Build It And They Will Come:  Brown said AMPERSAND, which has already attracted creative and innovative companies such as Qdoba and Encore Capital, plans to add more like-minded companies to its tenant roster. He said by creating the workplace of the future, AMPERSAND will help breathe new life into Mission Valley, which is also going through a period of rebirth.  “If you look at Silicon Valley, most innovative companies are located in one area. In San Diego, we have broken the markets up, from North County to Sorrento Valley, La Jolla, Downtown, Mission Valley, etc…. We’re seeing tenants look up and down these markets, specifically the larger tenants. If you want to find 100,000 square feet today in San Diego County, there are a handful of options. There are big players with big employment bases looking at these markets. Those big groups are looking at places that can fit and provide the amenity base and vision these employers need to attract workers.”

Casey Brown

Mission Valley: Mention Mission Valley to most folks in San Diego and the word “hip” does not come to mind. But Brown said AMPERSAND, along with a string of other new developments, is going to change that. 

“There are some great projects that have been done in recent years that really changed the face and action of this part of San Diego. For example, for years there was no residential here. Now you have a population at night.

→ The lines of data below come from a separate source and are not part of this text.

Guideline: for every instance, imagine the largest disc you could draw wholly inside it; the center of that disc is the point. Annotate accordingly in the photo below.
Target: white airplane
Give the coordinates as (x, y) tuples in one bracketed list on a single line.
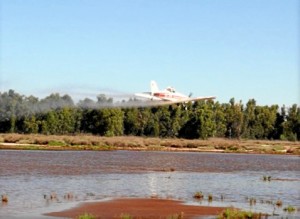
[(169, 94)]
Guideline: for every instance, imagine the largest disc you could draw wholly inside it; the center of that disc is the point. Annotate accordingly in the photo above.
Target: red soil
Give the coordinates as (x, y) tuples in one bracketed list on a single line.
[(138, 208)]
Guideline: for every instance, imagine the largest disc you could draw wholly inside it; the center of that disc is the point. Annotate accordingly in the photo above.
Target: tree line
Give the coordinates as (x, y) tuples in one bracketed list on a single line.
[(56, 114)]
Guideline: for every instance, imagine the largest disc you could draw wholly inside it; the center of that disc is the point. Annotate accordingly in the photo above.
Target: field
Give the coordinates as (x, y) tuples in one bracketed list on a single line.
[(91, 142)]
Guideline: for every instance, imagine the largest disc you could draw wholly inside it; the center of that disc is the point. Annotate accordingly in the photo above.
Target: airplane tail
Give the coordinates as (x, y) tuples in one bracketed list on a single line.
[(154, 87)]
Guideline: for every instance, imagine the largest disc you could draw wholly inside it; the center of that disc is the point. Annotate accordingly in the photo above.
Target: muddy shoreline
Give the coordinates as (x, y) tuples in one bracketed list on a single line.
[(139, 208), (98, 143)]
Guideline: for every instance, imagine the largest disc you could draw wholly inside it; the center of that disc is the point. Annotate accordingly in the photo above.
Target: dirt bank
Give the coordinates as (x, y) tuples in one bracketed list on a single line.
[(138, 208), (90, 142)]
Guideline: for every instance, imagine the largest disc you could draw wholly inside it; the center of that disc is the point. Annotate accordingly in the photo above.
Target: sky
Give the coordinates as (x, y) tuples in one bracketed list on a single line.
[(234, 48)]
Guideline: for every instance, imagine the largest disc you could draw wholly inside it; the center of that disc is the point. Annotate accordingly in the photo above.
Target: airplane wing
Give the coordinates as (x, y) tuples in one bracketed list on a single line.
[(202, 98)]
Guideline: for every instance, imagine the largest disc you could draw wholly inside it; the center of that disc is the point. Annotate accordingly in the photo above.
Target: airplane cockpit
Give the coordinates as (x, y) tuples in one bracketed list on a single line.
[(171, 89)]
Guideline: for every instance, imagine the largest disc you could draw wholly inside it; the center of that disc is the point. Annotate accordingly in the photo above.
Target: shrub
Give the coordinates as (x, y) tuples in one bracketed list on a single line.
[(87, 216)]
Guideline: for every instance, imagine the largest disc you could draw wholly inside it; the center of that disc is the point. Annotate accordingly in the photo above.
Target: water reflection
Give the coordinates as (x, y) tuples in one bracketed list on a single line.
[(28, 176)]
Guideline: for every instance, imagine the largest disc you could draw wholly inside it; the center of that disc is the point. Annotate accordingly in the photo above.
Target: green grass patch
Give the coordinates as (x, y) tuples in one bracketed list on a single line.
[(56, 143)]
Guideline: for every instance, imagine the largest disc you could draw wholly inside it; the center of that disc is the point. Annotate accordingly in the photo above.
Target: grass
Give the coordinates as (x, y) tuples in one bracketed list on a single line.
[(176, 216), (198, 195), (267, 178), (92, 142), (210, 198), (231, 213)]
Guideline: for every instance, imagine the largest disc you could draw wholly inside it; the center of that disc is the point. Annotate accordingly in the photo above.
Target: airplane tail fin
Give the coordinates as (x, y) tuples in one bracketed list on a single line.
[(154, 87)]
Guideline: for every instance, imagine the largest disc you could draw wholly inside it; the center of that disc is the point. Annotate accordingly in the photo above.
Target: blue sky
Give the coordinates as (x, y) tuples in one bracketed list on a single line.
[(235, 48)]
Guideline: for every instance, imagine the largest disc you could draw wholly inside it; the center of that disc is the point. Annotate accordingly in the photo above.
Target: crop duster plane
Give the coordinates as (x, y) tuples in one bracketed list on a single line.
[(168, 95)]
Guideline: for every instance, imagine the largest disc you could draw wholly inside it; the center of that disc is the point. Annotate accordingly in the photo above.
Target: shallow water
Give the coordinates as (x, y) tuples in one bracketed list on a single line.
[(29, 177)]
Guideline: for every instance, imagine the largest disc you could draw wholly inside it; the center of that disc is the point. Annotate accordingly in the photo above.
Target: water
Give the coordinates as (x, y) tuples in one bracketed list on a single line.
[(29, 177)]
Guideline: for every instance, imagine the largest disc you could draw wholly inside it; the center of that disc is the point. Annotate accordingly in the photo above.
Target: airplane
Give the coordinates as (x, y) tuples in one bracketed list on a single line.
[(169, 95)]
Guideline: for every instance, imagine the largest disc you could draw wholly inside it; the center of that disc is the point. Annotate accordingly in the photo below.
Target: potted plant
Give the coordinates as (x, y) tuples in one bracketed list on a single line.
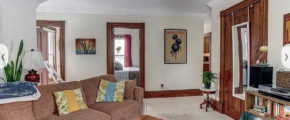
[(208, 77), (118, 49)]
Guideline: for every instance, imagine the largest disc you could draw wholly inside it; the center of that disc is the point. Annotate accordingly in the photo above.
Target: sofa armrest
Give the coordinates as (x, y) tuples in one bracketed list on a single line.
[(139, 96)]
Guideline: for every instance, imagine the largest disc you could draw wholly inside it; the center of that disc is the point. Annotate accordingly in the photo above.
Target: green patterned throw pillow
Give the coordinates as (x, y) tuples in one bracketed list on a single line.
[(69, 101), (111, 92)]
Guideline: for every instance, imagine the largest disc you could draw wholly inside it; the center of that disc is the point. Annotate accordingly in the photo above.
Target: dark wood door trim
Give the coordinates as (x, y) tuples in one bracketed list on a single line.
[(110, 47), (61, 25)]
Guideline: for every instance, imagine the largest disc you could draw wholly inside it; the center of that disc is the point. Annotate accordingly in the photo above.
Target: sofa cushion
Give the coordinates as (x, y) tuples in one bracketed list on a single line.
[(129, 89), (17, 111), (91, 87), (46, 104), (87, 114), (126, 110)]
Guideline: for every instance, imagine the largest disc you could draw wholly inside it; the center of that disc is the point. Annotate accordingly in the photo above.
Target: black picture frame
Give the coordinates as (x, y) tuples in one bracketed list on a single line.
[(165, 48)]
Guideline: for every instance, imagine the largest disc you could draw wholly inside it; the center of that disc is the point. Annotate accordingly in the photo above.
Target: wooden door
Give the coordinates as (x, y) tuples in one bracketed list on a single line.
[(42, 46), (253, 11)]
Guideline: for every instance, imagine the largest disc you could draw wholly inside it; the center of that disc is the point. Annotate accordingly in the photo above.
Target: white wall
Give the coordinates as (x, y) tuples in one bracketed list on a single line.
[(18, 21), (207, 23), (57, 49), (277, 9), (215, 49), (135, 43), (174, 77)]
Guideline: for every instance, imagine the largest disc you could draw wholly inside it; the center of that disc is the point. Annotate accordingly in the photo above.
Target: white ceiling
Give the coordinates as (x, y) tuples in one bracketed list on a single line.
[(197, 8)]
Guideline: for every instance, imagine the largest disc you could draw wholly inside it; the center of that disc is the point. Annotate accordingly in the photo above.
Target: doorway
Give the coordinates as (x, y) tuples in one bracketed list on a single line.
[(116, 39), (50, 42), (207, 52)]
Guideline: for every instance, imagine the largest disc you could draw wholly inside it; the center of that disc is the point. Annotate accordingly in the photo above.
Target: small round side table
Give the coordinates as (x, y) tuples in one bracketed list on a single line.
[(207, 101)]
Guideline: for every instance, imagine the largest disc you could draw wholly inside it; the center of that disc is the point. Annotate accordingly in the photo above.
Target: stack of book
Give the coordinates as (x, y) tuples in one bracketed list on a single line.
[(266, 107)]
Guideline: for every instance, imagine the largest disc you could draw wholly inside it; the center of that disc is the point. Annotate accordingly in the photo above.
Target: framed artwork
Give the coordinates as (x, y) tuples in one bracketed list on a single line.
[(85, 46), (286, 29), (175, 46)]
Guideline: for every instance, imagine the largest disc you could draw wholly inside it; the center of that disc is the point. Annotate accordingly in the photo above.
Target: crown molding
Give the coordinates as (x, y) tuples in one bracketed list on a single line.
[(214, 3), (118, 12)]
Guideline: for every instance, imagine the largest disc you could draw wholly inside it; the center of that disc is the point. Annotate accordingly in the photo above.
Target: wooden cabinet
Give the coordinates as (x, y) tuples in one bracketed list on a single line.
[(256, 13)]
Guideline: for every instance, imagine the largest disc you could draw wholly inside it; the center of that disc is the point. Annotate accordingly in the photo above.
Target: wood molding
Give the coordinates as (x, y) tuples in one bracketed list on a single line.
[(172, 93), (284, 29), (239, 6), (207, 34), (61, 25), (110, 47)]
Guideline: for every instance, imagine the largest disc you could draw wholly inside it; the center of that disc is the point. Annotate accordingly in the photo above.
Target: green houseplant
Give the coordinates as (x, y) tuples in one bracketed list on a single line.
[(208, 77), (13, 72), (118, 49)]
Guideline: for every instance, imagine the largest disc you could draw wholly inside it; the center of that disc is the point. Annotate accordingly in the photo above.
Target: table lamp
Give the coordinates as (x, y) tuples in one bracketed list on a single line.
[(32, 61)]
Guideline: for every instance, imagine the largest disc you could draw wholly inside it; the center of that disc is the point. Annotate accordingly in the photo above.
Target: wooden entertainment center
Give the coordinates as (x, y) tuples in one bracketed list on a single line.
[(250, 103)]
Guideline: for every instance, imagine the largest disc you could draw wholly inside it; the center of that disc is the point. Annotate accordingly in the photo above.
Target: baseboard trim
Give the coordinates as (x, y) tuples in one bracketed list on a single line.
[(172, 93)]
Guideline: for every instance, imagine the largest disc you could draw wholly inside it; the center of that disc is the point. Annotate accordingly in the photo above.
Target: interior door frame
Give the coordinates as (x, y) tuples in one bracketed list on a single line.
[(228, 104), (110, 47), (61, 25)]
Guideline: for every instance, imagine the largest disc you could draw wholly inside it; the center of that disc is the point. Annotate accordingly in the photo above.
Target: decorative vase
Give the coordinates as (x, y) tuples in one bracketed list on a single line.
[(207, 85)]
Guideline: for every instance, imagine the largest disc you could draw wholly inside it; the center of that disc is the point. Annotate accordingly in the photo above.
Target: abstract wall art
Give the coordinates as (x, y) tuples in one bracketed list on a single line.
[(175, 46), (85, 46)]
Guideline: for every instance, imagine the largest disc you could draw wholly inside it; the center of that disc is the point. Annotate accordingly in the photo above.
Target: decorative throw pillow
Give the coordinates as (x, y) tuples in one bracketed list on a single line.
[(111, 92), (129, 89), (69, 101), (118, 65)]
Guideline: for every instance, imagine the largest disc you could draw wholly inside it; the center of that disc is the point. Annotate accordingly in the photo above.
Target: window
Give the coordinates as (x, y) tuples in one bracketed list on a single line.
[(120, 50)]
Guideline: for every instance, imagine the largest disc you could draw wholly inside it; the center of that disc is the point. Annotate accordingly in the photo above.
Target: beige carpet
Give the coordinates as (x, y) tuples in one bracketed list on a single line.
[(180, 108)]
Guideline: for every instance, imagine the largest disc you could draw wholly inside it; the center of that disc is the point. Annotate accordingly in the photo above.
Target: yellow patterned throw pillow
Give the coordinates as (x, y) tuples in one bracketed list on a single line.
[(111, 92), (69, 101)]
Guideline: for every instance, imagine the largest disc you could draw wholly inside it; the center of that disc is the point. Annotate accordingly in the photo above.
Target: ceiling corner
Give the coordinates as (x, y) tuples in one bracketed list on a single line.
[(214, 3)]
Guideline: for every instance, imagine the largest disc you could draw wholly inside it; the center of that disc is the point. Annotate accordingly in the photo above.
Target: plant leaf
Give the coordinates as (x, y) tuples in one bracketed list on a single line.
[(12, 70), (18, 72)]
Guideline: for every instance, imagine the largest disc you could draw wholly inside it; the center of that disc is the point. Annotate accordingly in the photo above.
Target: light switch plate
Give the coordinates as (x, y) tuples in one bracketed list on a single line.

Now the community has a voice,” he said. 

Brown also mentioned the remodeling of the Town & Country hotel’s state-of-the-art convention center, as well as new apartment units under construction nearby, other remodeled office parks, and the proposed River Park project, which would include undeveloped land between Qualcomm Way and Interstate 805, just north of Camino Del Rio North. The river runs through the northern part of the AMPERSAND site, just south of the San Diego Trolley.  And of course, we can’t forget about San Diego State University’s recent bid to purchase Mission Valley’s SDCCU’s stadium.

Brown, who attended SDSU on a football scholarship, couldn’t be more thrilled. “There’s something happening here and I’m excited to be part of it.” 

Investing in San Diego: Brown, a native San Diegan, was extra animated when talking about investing in his hometown. “Just take a look at Seattle, which took off.  I’m a firm believer that San Diego is about to do the same thing. My threads are woven into San Diego. It’a a great city now and one that will only get better.”

Editor’s Note: This is part 1 of a two-part series on an inside look at AMPERSAND, one of San Diego’s newest projects that is changing the face of Mission Valley while attracting innovative and creative companies and the workforce of the future. This is not your ordinary office park.